Несколько дней все было тихо и спокойно, если не считать, что нас несколько раз облетал немецкий самолет-разведчик, так называемая «рама». Мы занимались всяк своим делом, исправно ходили на полевую кухню с круглыми котелками, получая крутую гречневую кашу, мясные консервы и хлеб. Грелись на уже нежарком осеннем солнышке, читали книги. Но недолго продолжалось это блаженство. Немецкие войска приблизились к нашим позициям вплотную и с ходу начали артиллерийскую подготовку, которая продолжалась полчаса. Это нам показалось кромешным адом. Земля вставала дыбом, и перед глазами был только огонь и дым. От страшного грохота взрывов я почти оглох. Когда это все кончилось и рассеялся дым, я увидел землю, изрытую воронками, убитых бойцов, отдельные кровавые части тел и внутренностей. Кричали раненые, взывая о помощи. Третьей части нашей роты как не бывало. Пахло гарью и кровью. Затем на нас пошли танки, за которыми, прячась, группами бежали немецкие солдаты. По танкам стали стрелять наши пушки, и два танка начали гореть. Танки повернули назад, и тогда командир поднял нас в атаку и с криком «За Родину, за Сталина!», с пистолетом в руке, как-то боком, скачками понесся вперед. С винтовками наперевес, с криком «Ура!» мы бросились за ним. Немцы залегли и встретили нас огнем из автоматов. Некоторые из бежавших падали. Немцы стали метать гранаты. Взрывом у меня вышибло винтовку из рук, и я больше ничего не помнил.

Когда я очнулся, то увидел немцев, ходивших по полю и пристреливающих наших раненых солдат. В стороне стояла кучка пленных, и меня погнали к ним. Так началась другая, уже совершенно невообразимая жизнь в немецком плену. Как я потом узнал, Советское правительство не подписало какую-то Женевскую конвенцию об обращении с пленными, и мы оказались вне закона. Немцы держали нас за мусор и соответственно обращались с нами. Нас долго гнали по дороге и, наконец, пригнали к какому-то полю, огороженному колючей проволокой, где уже сидело и лежало множество советских пленных солдат и командиров. Оказавшись за колючей проволокой, я первым делом достал свою красноармейскую книжку и порвал ее в клочья, выбросил также пластмассовый черный патронник. Так сидели мы день и ночь. Уже начались холодные осенние дожди, и все мы промокли до нитки и дрожали от холода.

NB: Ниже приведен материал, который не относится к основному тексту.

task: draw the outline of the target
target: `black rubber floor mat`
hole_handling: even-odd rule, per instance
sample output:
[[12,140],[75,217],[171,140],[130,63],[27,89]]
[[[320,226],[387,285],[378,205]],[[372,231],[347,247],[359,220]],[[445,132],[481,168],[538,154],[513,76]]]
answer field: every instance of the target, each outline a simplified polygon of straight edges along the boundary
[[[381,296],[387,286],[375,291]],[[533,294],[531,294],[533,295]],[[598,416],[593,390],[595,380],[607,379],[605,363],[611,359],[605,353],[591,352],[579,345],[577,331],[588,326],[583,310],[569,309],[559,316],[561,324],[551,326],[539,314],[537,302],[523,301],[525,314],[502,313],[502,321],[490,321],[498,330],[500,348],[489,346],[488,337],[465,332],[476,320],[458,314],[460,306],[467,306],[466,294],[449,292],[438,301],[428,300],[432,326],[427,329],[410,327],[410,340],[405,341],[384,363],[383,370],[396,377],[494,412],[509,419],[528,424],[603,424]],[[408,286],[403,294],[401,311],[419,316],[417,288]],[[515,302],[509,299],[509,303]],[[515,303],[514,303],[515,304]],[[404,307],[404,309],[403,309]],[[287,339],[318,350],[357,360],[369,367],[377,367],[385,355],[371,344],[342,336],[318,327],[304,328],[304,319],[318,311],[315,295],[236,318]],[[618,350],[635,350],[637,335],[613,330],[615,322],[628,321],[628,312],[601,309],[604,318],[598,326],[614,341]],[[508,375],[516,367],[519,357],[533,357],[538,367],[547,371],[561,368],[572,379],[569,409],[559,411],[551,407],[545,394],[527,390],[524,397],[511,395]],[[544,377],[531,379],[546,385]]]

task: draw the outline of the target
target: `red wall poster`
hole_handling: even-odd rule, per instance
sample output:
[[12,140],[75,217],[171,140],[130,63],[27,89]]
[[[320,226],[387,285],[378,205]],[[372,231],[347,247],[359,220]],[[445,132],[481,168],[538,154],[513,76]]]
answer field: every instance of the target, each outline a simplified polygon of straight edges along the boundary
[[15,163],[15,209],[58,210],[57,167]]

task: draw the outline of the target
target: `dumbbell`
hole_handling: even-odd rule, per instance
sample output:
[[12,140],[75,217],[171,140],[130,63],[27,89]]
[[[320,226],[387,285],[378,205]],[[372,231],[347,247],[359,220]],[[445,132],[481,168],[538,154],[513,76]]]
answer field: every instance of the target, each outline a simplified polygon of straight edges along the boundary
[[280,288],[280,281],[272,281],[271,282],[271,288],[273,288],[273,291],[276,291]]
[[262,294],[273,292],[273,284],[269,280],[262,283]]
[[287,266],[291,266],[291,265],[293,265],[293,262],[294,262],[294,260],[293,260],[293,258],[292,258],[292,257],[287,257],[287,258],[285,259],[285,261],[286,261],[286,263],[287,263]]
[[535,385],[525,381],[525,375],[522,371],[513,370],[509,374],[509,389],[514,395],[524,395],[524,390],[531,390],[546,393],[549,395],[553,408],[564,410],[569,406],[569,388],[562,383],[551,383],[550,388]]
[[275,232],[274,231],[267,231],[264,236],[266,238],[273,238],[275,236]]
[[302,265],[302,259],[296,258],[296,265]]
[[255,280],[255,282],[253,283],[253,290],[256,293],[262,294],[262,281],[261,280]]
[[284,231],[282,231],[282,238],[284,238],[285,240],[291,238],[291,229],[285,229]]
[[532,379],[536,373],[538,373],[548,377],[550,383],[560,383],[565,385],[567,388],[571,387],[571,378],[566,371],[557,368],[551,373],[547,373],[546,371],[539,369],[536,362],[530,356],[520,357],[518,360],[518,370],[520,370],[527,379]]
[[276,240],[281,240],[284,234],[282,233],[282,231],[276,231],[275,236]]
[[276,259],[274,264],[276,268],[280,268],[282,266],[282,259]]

Утром внутрь лагеря вошли вооруженные немцы и начали сортировку пленных. Первым делом выбирали политруков, командиров и евреев. Политруков и евреев сразу увели на расстрел в противотанковый ров. Командиров тоже отделили от общей массы и куда-то увели.

Мы пили воду из луж и кричали, чтобы нам дали есть. Немцы подогнали к воротам грузовик с кормовой свеклой и вывалили ее на землю. Началась дикая свалка. Кому-то досталась свеклина, кому-то нет. Немцы стояли, смотрели и хохотали, показывая на нас пальцами, а некоторые фотографировали нас. Две недели мы голодали, дрожали и мокли под холодными дождями. Немцы перекинули через проволоку несколько лопат, и мы тут же в поле хоронили умерших от ран и болезней наших товарищей.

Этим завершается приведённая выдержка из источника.